Gray escribió que “el alto liderazgo en el centro” de la administración de Johnson “debe asumir la responsabilidad” de una cultura que permita que se lleven a cabo las fiestas.

A pesar de los detalles sangrientos de personas vomitando en las paredes, peleando en los pasillos de Downing Street y en muchos casos evidencia de que quienes estaban dentro del edificio sabían que lo que estaban haciendo estaba mal, el trabajo de Johnson no está en peligro inmediato.

Dado que las próximas elecciones generales no están programadas hasta 2024 y Johnson actualmente tiene una gran mayoría en el parlamento, solo sus propios parlamentarios conservadores podrían despedir al primer ministro, algo para lo que, en realidad, los rebeldes potenciales carecen de los números o el poder para hacer.

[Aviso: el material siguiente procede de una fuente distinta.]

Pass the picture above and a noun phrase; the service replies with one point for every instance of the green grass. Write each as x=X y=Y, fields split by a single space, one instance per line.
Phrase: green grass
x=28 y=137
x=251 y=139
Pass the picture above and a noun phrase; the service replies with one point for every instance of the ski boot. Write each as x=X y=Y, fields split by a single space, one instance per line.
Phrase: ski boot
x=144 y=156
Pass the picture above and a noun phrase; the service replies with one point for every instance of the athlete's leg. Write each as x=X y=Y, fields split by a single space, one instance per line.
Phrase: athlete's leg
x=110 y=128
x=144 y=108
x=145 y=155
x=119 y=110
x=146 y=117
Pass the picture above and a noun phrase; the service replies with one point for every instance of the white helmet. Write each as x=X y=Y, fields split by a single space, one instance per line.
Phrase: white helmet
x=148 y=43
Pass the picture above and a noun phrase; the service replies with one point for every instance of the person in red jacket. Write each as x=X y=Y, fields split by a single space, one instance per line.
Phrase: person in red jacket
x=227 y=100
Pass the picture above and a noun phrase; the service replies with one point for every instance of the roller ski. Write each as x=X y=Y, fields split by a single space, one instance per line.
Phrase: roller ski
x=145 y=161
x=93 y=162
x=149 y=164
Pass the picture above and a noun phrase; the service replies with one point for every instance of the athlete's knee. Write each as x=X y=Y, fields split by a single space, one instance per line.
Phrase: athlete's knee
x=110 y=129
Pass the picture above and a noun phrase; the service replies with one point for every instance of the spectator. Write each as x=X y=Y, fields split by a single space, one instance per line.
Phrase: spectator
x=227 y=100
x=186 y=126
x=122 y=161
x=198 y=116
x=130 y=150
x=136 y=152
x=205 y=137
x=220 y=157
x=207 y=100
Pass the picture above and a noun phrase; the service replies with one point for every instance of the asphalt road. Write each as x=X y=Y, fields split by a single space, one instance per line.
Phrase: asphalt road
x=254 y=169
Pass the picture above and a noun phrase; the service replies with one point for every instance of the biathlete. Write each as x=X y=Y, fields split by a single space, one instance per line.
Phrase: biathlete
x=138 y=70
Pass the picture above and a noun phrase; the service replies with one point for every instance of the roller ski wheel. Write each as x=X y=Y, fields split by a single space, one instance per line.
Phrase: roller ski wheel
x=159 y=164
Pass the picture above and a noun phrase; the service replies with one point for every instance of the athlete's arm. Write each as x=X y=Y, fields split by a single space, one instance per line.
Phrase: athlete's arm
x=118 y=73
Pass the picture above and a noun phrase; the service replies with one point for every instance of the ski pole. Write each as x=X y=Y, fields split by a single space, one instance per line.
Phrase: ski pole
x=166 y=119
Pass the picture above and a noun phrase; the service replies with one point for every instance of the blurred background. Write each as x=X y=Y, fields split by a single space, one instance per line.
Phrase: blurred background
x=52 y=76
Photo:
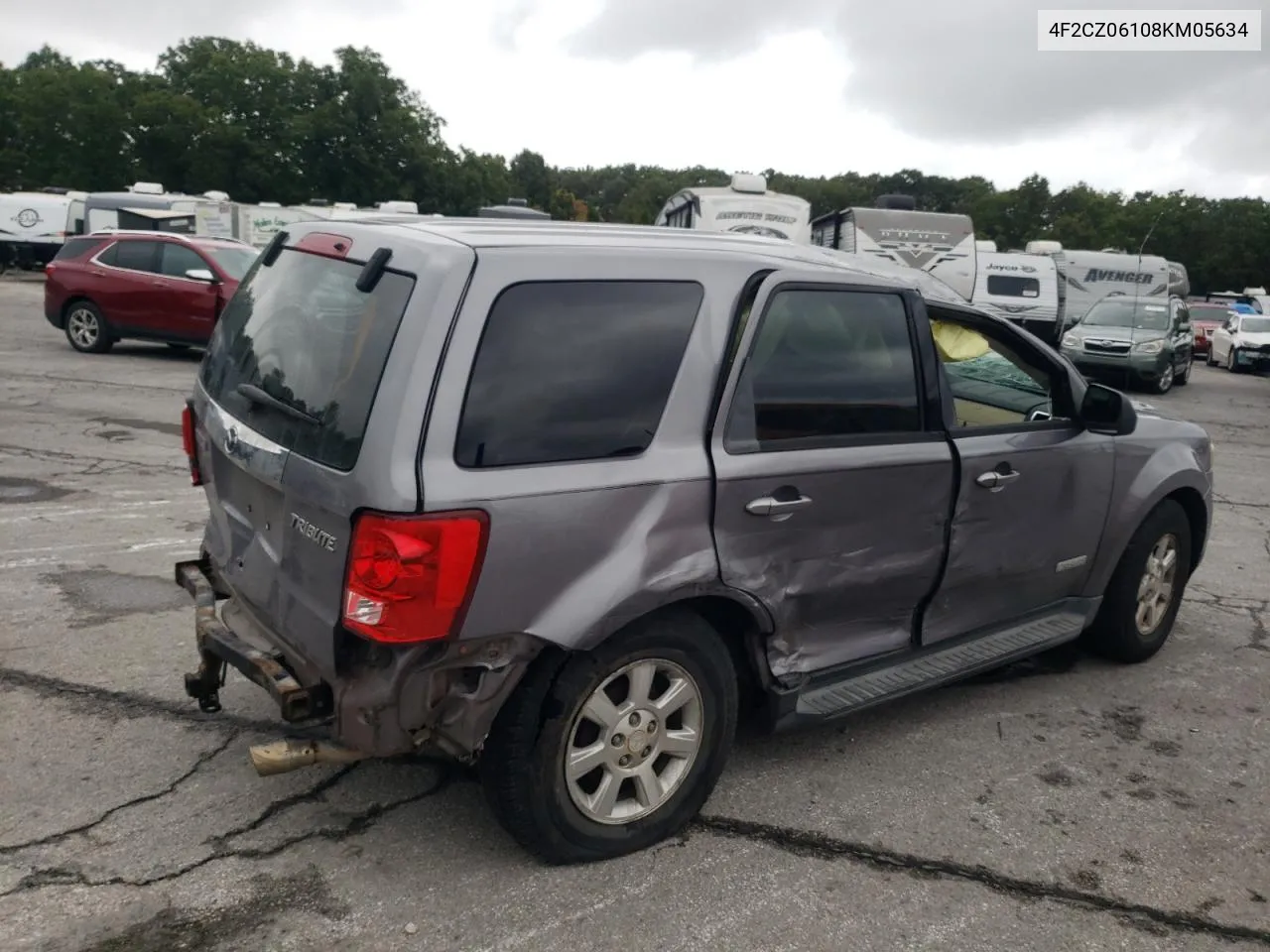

Esta sensación de que están atrapados con Johnson, cuyos índices de aprobación personal se han hundido desde el comienzo del escándalo el año pasado, está asustando a los conservadores. Les preocupa que Johnson haya causado un daño irreversible a su propia imagen a los ojos de la mayoría de los votantes, que finalmente han visto “cómo es él realmente”, como dijo un conservador de alto nivel. Lo único que queda es que su reputación empañe ahora al resto del partido, algo que las encuestas de opinión y los resultados electorales recientes sugieren que ya ha comenzado.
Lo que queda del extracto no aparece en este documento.